Fuel costs have risen sharply over the last few months. How do you see this impacting Hindalco?
Yes, oil prices have touched 10 years high in the international market. We can work out the impact of an increase in oil prices once the Government announces the extent of increase in prices.
Petroleum products constitute less than 10% of the cost of production for Hindalco. Given so, we may not have a very significant direct impact. But we shall definitely be impacted by the across the board inflationary pressures which are expected to result from a price increase – as I have mentioned earlier, the extent of this impact will only be clear once the increase is effected.
What level of integration has been reached in the working of Indal and Hindalco? Does the company have an estimate for cost savings arising from this new relationship?
We have initiated the process of integration and synergy achievement. Our teams are working on strategies to optimize production as well as the marketing and distribution channels for the two companies. We expect significant progress in the implementation of these strategies within the next 2-3 months. Consequently, we should see some benefits accruing during the second half of the current financial year. We are working on a timetable with a view to ensure that full-scale synergy related benefits are realized in about 30 months.
Exchange of expertise between companies is an integral part of the culture of the Aditya Birla group. MIS reports and ‘Parta’ system is being implemented at Indal.
We expect Indal to benefit considerably from Hindalco’s expertise in ensuring a high levels of asset utilization and process efficiency.
Hindalco and Indal complement each other with respect to requirement of metal and alumina. Hindalco has been purchasing Alumina from Indal – we are continuing this partnership today – and in turn are a source for metal supply for Indal.
Combined rolled products capacity is 170,000 tonnes whereas the production last year was only 110,000 tonnes. There is considerable potential to scale up volumes. Benefits in the downstream facilities will accrue by product rationalization, product development, close proximity to key markets and improved customer service.
We are also identifying the possibilities of synergy related benefits in the foil business of the two companies.
It will be premature to quantify estimated cost savings at this point of time.
How are the company’s expansion plans progressing? When do you see the fresh capacity going on stream?
Our Rs 18 bn Brownfield expansion is progressing very well. We will be adding 100,000 tonnes of aluminium smelting capacity. We will also be adding 210,000 tonnes to our alumina refining capacity whereas power generation capacity will stand increased by 150 MW. Best of all, with our in-house engineering capabilities, the expansion will be feasible at very low cost. The programme will be completed in phases by FY 2003-04.We expect the first phases to come on stream by FY 2002.
There have been some reports in the press that the company is looking at acquiring capacities. Please could you shed more light on this issue?
Hindalco has restated its three pronged strategy involving efficiency focus, effectiveness focus and growth focus.

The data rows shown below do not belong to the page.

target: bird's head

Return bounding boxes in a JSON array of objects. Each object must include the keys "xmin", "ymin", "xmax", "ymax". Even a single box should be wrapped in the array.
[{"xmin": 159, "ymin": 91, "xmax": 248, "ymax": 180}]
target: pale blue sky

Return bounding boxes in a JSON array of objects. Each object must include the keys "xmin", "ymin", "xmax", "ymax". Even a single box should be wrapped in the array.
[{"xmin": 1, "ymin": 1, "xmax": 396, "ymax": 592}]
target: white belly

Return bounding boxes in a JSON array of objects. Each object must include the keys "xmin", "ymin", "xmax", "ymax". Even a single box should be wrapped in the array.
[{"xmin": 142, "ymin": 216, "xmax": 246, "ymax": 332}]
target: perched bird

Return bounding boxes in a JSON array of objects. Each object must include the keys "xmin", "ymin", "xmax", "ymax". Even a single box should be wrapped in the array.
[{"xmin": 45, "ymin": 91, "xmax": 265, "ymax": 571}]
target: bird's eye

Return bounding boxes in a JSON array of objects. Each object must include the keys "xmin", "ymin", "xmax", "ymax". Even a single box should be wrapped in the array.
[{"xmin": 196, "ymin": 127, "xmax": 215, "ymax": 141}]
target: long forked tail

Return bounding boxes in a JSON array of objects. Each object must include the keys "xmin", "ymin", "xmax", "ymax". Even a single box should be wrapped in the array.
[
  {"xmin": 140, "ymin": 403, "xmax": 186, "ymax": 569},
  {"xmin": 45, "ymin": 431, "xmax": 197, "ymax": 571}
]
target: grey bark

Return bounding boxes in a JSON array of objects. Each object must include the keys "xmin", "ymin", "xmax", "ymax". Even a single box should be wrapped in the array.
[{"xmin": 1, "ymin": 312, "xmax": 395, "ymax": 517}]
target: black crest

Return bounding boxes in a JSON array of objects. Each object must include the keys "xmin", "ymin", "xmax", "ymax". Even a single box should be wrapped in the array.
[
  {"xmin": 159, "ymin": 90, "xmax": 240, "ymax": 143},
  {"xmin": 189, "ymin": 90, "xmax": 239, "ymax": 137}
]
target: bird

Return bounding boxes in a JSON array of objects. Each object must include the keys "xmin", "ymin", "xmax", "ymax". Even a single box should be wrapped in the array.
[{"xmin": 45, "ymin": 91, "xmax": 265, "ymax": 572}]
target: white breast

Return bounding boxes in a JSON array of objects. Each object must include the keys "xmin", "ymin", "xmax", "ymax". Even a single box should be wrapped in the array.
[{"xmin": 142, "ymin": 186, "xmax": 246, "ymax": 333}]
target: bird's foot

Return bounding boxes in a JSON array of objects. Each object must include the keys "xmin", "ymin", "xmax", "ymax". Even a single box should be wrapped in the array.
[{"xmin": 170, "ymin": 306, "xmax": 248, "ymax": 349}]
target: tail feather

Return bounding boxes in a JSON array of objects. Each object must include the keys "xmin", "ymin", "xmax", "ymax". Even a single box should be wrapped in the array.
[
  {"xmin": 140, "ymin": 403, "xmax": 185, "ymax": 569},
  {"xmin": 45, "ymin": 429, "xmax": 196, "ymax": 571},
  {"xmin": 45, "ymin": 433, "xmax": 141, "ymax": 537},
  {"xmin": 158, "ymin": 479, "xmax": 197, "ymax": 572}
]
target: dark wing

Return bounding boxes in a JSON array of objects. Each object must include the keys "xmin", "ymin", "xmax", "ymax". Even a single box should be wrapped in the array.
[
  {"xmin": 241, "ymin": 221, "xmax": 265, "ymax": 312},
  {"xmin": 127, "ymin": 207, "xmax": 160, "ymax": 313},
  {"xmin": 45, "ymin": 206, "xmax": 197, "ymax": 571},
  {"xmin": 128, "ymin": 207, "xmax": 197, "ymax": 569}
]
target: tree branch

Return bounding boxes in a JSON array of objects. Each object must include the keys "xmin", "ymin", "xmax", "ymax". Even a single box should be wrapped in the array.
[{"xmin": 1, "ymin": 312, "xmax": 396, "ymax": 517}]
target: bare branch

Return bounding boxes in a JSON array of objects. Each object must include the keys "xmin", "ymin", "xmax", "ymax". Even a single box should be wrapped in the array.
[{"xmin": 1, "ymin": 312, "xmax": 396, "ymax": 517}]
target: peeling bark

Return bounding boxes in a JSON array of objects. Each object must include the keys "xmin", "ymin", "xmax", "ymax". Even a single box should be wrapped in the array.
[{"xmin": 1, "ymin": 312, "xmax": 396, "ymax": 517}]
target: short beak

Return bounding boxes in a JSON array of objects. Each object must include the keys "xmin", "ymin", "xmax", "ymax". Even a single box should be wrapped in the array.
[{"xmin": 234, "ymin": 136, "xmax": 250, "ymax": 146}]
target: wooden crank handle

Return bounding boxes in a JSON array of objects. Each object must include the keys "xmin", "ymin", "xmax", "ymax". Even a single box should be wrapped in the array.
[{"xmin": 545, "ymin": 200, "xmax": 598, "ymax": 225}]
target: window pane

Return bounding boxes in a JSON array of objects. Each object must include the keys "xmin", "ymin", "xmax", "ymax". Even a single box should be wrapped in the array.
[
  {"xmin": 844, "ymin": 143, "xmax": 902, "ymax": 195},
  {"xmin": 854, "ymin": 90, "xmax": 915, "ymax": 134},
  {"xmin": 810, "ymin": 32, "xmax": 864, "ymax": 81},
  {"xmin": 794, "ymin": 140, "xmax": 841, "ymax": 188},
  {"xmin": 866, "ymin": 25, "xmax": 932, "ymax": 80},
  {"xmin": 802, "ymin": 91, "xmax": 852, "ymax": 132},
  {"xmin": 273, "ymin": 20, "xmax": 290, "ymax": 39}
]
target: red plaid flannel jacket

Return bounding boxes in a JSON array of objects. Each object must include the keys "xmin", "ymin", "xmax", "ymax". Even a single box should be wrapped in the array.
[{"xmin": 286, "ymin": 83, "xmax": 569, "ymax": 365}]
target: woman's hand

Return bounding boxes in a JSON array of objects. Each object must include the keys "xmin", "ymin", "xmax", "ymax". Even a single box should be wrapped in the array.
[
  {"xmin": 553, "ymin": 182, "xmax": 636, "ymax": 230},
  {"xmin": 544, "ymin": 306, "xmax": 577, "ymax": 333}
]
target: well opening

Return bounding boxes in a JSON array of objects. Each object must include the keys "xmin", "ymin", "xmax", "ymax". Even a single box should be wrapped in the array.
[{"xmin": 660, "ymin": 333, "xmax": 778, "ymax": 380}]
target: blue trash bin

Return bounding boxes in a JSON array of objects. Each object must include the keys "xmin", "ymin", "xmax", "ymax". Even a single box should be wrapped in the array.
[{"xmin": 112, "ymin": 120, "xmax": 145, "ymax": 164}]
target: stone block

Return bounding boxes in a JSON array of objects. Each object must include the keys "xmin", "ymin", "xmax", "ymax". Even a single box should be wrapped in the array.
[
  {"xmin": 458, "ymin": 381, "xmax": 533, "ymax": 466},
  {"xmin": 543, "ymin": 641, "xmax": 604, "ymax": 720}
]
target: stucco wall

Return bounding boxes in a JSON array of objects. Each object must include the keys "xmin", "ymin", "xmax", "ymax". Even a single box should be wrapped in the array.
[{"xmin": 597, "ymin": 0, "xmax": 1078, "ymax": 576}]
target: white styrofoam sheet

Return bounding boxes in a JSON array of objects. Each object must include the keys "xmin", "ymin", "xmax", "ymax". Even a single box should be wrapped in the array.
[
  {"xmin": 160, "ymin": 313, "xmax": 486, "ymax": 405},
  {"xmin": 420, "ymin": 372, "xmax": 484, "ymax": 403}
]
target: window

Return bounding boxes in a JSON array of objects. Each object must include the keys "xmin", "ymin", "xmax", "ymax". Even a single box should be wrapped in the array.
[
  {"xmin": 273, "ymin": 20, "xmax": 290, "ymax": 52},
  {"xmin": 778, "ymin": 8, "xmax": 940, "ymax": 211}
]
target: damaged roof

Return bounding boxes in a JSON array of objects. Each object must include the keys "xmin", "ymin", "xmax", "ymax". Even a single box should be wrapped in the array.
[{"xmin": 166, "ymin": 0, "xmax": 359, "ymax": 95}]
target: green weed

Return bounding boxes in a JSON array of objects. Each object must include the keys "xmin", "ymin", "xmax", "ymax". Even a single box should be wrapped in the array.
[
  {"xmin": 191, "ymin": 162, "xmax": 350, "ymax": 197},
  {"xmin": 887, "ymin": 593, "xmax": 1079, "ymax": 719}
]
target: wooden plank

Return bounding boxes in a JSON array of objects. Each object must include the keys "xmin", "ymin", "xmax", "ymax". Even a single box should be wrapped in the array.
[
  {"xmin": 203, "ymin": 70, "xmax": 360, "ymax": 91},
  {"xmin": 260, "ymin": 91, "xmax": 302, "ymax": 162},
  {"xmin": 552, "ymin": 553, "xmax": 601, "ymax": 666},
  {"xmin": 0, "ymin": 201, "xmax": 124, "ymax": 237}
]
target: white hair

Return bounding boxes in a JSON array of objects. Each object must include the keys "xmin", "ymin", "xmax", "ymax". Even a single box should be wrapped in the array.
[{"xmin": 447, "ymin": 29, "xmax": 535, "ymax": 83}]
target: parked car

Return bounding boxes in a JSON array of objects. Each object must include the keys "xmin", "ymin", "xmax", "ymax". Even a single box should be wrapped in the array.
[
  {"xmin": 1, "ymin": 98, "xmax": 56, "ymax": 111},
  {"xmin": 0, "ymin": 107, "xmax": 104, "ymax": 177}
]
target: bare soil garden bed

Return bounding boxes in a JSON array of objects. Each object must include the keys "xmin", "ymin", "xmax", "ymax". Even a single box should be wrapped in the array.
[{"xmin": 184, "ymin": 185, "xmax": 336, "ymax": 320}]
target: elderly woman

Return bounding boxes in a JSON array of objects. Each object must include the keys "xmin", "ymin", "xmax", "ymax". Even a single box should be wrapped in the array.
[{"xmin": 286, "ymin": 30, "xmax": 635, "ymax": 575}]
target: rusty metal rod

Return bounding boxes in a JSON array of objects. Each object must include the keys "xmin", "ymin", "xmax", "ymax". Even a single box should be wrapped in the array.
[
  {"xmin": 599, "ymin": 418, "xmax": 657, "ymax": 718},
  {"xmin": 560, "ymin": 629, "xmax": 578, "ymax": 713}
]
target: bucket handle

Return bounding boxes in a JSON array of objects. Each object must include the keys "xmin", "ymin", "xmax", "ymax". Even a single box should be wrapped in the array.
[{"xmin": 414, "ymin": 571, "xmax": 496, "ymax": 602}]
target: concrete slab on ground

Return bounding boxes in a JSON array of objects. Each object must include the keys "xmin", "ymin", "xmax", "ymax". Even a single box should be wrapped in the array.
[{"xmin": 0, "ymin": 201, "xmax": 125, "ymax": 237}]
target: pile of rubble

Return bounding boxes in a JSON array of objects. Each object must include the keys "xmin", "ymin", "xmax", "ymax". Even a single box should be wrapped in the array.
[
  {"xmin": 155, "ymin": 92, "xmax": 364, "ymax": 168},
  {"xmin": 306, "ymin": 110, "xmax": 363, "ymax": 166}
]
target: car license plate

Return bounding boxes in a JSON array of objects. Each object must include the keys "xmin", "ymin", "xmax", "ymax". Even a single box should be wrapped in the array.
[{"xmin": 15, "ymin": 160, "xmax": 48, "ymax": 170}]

As per the third limb of the strategy, Hindalco shall pursue value added growth opportunities only in aluminium and related businesses. Besides expansion, if acquisition makes economic sense and creates value for shareholders, Hindalco is open to examine opportunities including divestment of public sector undertakings, as and when such opportunities present themselves.
We believe that consolidation in the Indian Aluminium Industry is a necessity. Our acquisition of shares in Indal bears ample testimony to this belief. The reason for our belief is very simple – we must come together so as to ensure the cost efficiency and the high levels of quality that the globalize market place will increasingly demand in the coming years.
We are working to equip Hindalco to face challenges in the new millennium.